25 Sets and Linear Function Spaces
This appendix is taken from Professor Panayiotis Papadopoulos’s notes for UC Berkeley’s ME280A course, Section 2.1.
25.1 Sets
A set \(\mathcal{U}\) is a collection of elements. Elements of the set are denoted \(u \in \mathcal{U}\). A set can be finite or infinite, and may have algebraic structure imposed on it.
25.2 Linear (Vector) Spaces
A set \(\mathcal{V}\) is a linear space (or vector space) over the real numbers \(\mathbb{R}\) if it is equipped with two operations:
- Addition: \({\bf u}+{\bf v} \in \mathcal{V}\) for all \({\bf u},{\bf v} \in \mathcal{V}\),
- Scalar multiplication: \(\alpha{\bf u} \in \mathcal{V}\) for all \(\alpha \in \mathbb{R}\), \({\bf u} \in \mathcal{V}\),
satisfying the standard axioms (commutativity, associativity, existence of zero element, existence of additive inverse, distributivity).

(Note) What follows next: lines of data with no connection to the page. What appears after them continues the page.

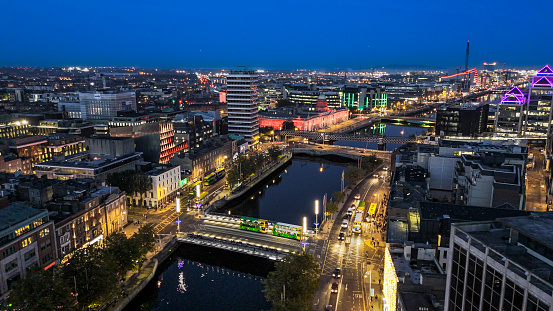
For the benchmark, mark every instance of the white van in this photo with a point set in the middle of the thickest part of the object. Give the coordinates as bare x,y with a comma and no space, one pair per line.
345,223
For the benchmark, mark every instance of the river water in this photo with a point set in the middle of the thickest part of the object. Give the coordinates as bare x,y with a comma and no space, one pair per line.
198,278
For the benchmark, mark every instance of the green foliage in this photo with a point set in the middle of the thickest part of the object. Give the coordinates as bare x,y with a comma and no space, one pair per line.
353,173
131,182
284,103
41,290
370,162
95,271
338,195
298,276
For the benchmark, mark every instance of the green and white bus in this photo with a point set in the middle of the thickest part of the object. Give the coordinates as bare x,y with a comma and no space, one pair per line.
287,230
253,224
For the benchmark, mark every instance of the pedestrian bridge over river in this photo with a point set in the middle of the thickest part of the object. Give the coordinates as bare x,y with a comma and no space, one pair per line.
224,232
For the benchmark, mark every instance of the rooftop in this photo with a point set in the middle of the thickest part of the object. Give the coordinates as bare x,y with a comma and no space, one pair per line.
17,212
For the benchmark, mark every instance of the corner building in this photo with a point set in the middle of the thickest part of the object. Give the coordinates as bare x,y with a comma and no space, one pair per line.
243,104
504,264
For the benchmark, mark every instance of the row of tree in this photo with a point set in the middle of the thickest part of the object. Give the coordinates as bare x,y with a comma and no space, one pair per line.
92,277
248,165
132,182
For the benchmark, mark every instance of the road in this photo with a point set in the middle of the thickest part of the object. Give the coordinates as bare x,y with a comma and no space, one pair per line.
357,256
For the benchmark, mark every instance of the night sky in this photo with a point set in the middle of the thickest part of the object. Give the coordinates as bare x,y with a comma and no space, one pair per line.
277,34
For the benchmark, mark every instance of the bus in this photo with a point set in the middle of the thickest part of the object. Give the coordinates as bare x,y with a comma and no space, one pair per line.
193,187
361,208
220,173
210,179
357,223
287,230
253,224
372,210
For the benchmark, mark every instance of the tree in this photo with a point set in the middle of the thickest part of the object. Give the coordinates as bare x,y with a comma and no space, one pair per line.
331,207
284,103
353,173
298,276
41,290
142,184
338,196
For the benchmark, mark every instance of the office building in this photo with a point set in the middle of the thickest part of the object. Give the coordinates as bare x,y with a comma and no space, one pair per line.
104,105
364,97
510,113
96,169
498,265
467,120
26,240
243,104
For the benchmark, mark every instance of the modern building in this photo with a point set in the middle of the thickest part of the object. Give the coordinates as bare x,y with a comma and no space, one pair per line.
510,113
26,240
301,119
243,104
490,179
109,147
364,97
467,120
165,184
498,265
96,169
104,104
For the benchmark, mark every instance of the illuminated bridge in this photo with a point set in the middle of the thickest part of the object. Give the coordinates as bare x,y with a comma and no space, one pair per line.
349,137
223,232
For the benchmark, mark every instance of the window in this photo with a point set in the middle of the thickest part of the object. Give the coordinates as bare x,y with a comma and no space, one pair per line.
28,241
30,254
8,252
44,232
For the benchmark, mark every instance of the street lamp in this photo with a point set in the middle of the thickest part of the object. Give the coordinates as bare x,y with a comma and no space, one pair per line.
304,232
316,216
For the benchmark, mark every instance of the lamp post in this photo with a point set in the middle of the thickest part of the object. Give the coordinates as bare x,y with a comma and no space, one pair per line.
316,216
304,229
178,215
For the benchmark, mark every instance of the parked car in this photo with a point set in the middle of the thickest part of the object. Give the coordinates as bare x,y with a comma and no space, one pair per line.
337,273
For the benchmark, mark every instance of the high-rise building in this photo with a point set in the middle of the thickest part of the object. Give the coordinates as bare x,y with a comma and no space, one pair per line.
462,120
501,265
243,104
104,105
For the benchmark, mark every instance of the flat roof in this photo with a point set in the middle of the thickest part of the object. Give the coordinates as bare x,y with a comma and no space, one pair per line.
18,212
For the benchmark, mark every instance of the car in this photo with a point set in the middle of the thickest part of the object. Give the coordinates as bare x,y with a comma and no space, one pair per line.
345,224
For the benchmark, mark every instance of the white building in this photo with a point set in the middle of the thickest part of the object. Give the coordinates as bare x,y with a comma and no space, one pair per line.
165,184
243,105
105,104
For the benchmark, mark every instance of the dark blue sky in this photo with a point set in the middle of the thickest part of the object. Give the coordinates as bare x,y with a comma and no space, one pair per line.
277,34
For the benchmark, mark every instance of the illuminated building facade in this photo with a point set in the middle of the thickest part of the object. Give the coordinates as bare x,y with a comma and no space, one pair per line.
26,240
103,105
301,120
498,265
243,104
364,98
165,184
510,113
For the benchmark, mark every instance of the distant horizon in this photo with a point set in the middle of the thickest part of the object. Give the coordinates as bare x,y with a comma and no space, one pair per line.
315,35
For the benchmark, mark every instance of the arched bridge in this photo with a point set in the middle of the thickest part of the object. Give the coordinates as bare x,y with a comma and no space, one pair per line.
349,137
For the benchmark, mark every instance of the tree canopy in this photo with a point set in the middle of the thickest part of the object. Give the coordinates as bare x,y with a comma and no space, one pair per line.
294,282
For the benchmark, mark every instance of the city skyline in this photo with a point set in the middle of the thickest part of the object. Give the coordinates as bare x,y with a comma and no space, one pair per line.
283,35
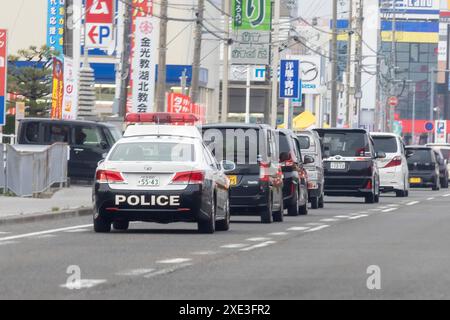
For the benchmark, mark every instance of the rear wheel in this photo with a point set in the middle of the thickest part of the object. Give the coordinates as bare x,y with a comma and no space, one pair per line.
102,225
121,225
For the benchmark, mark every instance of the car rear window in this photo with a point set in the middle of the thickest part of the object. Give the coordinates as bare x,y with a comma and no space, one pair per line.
305,142
420,156
153,151
345,143
385,144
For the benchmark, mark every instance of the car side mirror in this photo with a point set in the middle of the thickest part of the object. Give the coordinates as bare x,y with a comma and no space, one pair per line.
227,166
308,160
380,155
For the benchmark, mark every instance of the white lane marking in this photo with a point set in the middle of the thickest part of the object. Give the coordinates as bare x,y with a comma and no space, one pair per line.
279,234
33,234
298,228
260,239
359,217
259,246
168,270
234,246
135,272
318,228
204,253
82,284
174,261
5,243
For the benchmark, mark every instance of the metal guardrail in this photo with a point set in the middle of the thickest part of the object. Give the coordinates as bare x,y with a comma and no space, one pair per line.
31,170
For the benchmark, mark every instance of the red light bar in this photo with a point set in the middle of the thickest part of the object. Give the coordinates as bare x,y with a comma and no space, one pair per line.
162,118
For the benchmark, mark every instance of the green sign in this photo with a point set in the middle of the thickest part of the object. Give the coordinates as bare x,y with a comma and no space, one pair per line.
252,15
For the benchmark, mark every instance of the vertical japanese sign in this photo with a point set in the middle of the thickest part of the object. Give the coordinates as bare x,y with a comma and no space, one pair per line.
252,21
55,25
99,24
290,79
141,9
3,74
58,89
144,57
70,95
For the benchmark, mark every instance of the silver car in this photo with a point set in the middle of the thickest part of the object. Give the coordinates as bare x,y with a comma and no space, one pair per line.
311,146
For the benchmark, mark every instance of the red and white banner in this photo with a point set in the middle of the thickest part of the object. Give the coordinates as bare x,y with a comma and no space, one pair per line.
58,89
99,24
3,74
144,62
70,97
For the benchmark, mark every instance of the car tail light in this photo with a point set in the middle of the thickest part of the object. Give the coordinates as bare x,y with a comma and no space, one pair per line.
189,177
107,176
397,161
264,174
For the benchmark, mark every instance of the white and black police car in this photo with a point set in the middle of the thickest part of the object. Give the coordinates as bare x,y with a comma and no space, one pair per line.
162,172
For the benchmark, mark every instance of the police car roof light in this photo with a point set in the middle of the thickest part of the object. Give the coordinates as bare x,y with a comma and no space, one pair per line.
162,118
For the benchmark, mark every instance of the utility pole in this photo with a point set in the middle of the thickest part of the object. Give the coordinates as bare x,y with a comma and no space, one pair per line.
162,66
349,59
275,60
226,62
334,71
197,52
125,60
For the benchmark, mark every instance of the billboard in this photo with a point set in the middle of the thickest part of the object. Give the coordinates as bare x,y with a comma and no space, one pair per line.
55,25
251,28
99,24
144,62
3,74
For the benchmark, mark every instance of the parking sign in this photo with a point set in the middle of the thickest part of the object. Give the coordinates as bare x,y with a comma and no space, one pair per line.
289,79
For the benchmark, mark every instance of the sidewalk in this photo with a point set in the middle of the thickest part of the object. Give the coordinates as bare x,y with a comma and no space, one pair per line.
70,199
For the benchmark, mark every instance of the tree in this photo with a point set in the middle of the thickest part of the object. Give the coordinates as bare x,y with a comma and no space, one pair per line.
33,80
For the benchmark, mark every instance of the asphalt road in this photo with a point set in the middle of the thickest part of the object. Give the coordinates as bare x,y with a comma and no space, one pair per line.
325,255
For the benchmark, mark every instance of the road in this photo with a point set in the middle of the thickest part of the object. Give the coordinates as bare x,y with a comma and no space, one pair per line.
325,255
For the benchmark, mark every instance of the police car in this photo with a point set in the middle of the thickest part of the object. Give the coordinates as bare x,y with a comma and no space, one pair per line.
161,171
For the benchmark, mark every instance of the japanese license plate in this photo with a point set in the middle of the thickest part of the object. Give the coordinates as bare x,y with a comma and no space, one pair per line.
338,166
148,181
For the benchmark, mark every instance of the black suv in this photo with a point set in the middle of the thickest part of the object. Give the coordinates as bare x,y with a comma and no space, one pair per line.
89,141
295,190
256,183
423,168
350,164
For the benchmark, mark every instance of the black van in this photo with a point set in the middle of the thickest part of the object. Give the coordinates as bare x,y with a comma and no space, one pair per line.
350,164
88,141
257,181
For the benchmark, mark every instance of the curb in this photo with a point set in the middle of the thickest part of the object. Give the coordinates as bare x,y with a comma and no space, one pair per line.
46,216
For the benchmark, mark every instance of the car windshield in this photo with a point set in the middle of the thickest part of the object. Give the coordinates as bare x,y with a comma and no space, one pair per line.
385,144
345,144
153,151
420,156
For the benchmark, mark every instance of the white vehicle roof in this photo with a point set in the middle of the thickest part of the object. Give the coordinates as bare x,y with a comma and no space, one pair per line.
139,130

Examples of linear spaces: \(\mathbb{R}^n\); the space of continuous functions on an interval; the space of \(n\times n\) matrices.
25.3 Linear Transformations
A map \({\bf T}: \mathcal{V} \to \mathcal{W}\) between two linear spaces is a linear transformation if: \[\begin{align} {\bf T}({\bf u}+{\bf v}) &= {\bf T}{\bf u}+{\bf T}{\bf v} \quad \text{for all } {\bf u},{\bf v} \in \mathcal{V},\\ {\bf T}(\alpha{\bf u}) &= \alpha{\bf T}{\bf u} \quad \text{for all } \alpha \in \mathbb{R},\; {\bf u} \in \mathcal{V}. \end{align}\]
When \(\mathcal{V} = \mathcal{W}\) is the space of 3D vectors \(\mathbb{E}^3\), a linear transformation from \(\mathbb{E}^3\) to \(\mathbb{E}^3\) is called a tensor.
The rotation \({\bf Q}\) is a linear transformation from \(\mathbb{E}^3\) to \(\mathbb{E}^3\), so it is a tensor. This justifies calling it the rotation tensor throughout the kinematics of rigid bodies chapter.
25.4 Basis and Dimension
A set \(\{{\bf e}_1,\ldots,{\bf e}_n\}\) is a basis for \(\mathcal{V}\) if: - The vectors are linearly independent: \(\sum_i \alpha_i{\bf e}_i = {\bf 0}\) implies \(\alpha_i = 0\) for all \(i\). - They span \(\mathcal{V}\): every \({\bf v} \in \mathcal{V}\) can be written as \({\bf v} = \sum_i v_i{\bf e}_i\).
The number of basis vectors is the dimension of the space.
For 3D Euclidean space \(\mathbb{E}^3\), any orthonormal set \(\{{\bf E}_1,{\bf E}_2,{\bf E}_3\}\) with \({\bf E}_i\cdot{\bf E}_j = \delta_{ij}\) is a basis.